Et je me suis caché – Geoffrey Lachassagne – Aux forges de Vulcain – 2013

cacheÇa se bouscule en nombre, les images, à la lecture de Et je me suis caché de Geoffrey Lachassagne. Il faut dire qu’on est fanatique du cinéma de Bouli Lanners, que le cinéma belge en général nous chavire le cœur, que Les Géants ou La Merditude des choses, on les place haut haut dans le palmarès de nos claques sur bobines, que Bullhead hante encore nos nuits. A vingt pages, c’est L’Enfance nue de Maurice Pialat qui nous obsède à chaque saut de ligne. Damned… Quel bouquin…

Ça se bouscule en nombre, très vite et pour longtemps. A tel point qu’on se dit que ce prisme de lecture est un peu collant, qu’on va peut-être passer à côté de l’essentiel, à force d’attention donnée à la lumière du roman : aux forêts, champs, feu et voie ferrée, aux taillis, ronces, orties, cailloux, aux fougères et feuillages, au paysage plus grand qu’il fallait, à l’eau comme du papier alu qui remplit tes oreilles et replie les bruits de la surface, à la petite ville mortifère et au lilas dans le jardin et puis dedans, aux rejetons de la DDASS qui grandissent trop vite, aux fugues Into the Wild, aux pétarous, aux pétards d’herbe et aux pépés qui tombent le short.
Mais trop tard, nous avons enfin trouvé le pendant littéraire de nos émotions visuelles les plus palpitantes, nous ne bouderons pas ce plaisir…

Plaies corréziennes
Les voix de Titi et Jérémie se succèdent, celles de deux frangins esseulés chez Mémé pour cause d’abandon parental – deux sauvageons hirsutes dans un Eden infernal, nourris de textes bibliques – deux Martyrs de Yahweh, missionnés par l’aïeule pour convertir le voisinage – deux attentes naïves, du retour du grand frère qui a fui à Paris et est attendu comme le fils prodigue – deux gamins entourés de trous béants, la filiation en déshérence mais le Verbe haut, puisqu’il s’agit de créer presque ex nihilo le sens d’une présence au monde.

La métaphore biblique est totale et éloquente : les petits rejetons d’Abraham rejouent l’amour du premier couple à l’Aurore du monde, les luttes fratricides de Caïn et Abel, Moïse guidant le peuple, le buisson ardent, la petite pomme vérolée, le veau d’or et le sacrifice d’Isaac, les épiphanies en mode tétanies. Le fatum mystique ne cesse de correspondre aux déterminations socio-économiques contemporaines : les deux gamins corréziens revêtent ainsi le caractère emblématique et tragique des figures mythologiques.

Si on s’en sort vivant de ce merdier Major…
Mais Baptiste et Jérémie peuplent aussi leur monde du syncrétisme délirant propre aux enfants, du génie des élucubrations juvéniles, déviant ainsi les routes tracées pour eux : c’est l’Armageddon au bord du lac, l’invasion des chinois est imminente, ces impies arabes qu’une bonne croisade devrait réduire au silence et Géronimo fume le calumet de la paix en songeant à Mesrine sur un bon vieux Wu-Tang. Ils tirent certainement une forme de liberté de cet infernal mélange de genres, qu’aucun adulte ne peut contraindre, aucune prophétie circonscrire. L’imaginaire collectif et la poésie, refuges des innocences sacrifiées.

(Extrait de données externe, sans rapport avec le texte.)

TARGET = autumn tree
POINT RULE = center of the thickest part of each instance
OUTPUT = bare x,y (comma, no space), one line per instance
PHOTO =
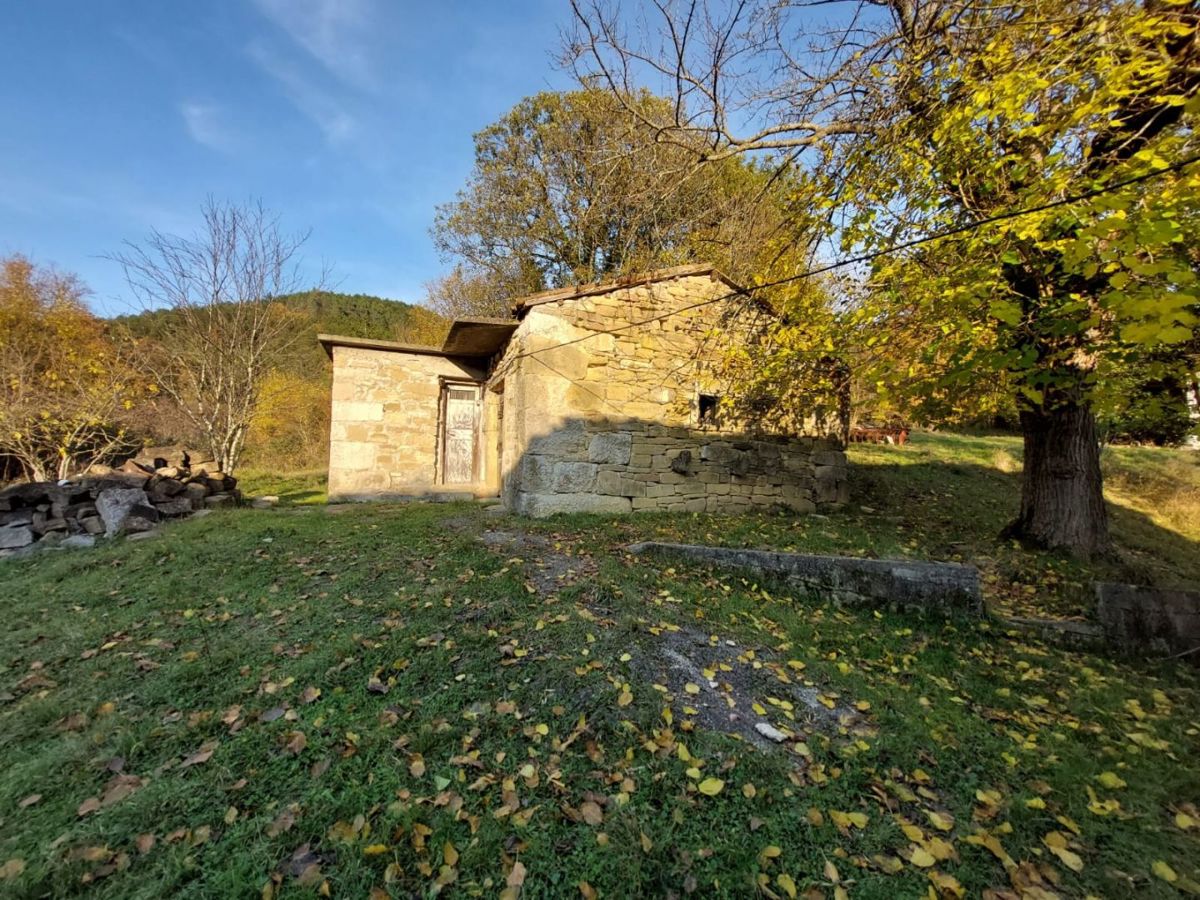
573,187
1048,142
65,388
228,330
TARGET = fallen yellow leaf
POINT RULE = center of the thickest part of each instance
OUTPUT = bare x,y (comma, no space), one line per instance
711,786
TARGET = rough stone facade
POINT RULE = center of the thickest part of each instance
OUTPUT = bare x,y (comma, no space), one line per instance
603,399
899,585
384,424
611,423
631,466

Ce mélange des genres, Geoffrey Lachassagne le manie à merveille. Les deux (puis trois) voix sont extrêmement originales, et pas une faille dans le décor sur plus de 200 pages… La plume a de le trempe : chacun des caractères, de premier plan ou non, est un manifeste, une proclamation singulière d’existence, une grammaire sensible. C’est un délice pour les yeux.

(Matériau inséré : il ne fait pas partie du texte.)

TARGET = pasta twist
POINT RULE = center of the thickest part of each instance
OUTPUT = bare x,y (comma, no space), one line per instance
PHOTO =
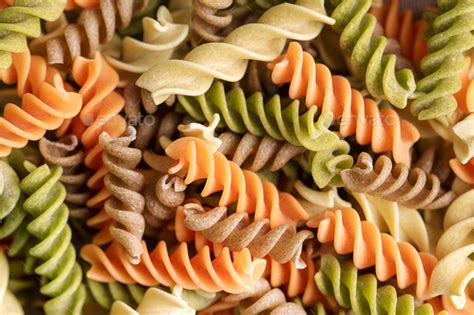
412,188
368,53
64,153
160,38
281,243
228,60
264,298
11,211
453,274
251,194
23,19
252,115
46,103
59,268
452,36
233,273
372,248
124,183
155,301
205,20
361,293
256,153
402,27
95,26
105,294
358,116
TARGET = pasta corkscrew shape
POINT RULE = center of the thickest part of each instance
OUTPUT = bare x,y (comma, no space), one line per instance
281,243
358,116
228,60
233,273
61,271
251,194
367,53
46,102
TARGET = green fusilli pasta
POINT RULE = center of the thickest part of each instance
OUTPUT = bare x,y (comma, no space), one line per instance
22,19
452,36
360,292
366,52
253,115
59,268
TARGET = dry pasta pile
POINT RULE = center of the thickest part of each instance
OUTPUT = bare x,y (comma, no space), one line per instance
279,157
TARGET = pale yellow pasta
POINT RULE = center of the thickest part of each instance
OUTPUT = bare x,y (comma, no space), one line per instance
315,202
8,302
463,142
228,60
155,301
160,38
404,224
455,271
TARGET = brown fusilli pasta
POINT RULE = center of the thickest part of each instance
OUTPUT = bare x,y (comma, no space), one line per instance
64,153
281,243
411,187
255,152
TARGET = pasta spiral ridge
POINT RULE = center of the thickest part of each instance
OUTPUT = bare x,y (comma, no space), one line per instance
61,271
262,41
358,116
361,293
46,102
64,154
282,243
124,183
411,187
371,248
368,53
255,152
23,19
233,273
443,65
264,298
11,210
453,275
95,26
251,194
253,115
206,22
402,27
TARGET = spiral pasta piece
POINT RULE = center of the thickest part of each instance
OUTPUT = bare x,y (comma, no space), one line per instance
452,36
155,301
46,103
236,232
453,274
358,116
22,19
64,153
412,188
252,115
263,298
228,60
11,210
160,38
361,293
230,273
251,194
368,53
255,152
95,26
206,21
59,268
372,248
402,27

Titi par exemple : un joyau brut, cet ado. C’est lui qui nous embarque, avec sa voix de petit caïd bourré de failles, ces expressions bien de chez lui, sa faculté poussée de contemplation sensible … Titi a des reflets de 30 ans plus vieux ou de 7 ans de moins en fonction de la lumière. On a eu un sacré coup de foudre pour Titi, on ne va pas le cacher, un comme rarement.

Jérémie le petit frère a l’âge de raison. C’est la Matilda de De l’influence des rayons gamma sur le comportement des marguerites, le poète, le prophète en métaphores, l’illuminé condamné à la solitude, l’étoile sur le gazon, l’amoureux d’une Tulipe ailée, le dernier sacrifié. Il est entouré d’apparitions, de symboles et de fulgurances. Jérémie souffre comme un petit de 7 ans et psalmodie comme un ancêtre de 1007, puisqu’il a vu l’Ange, et verra sa chute.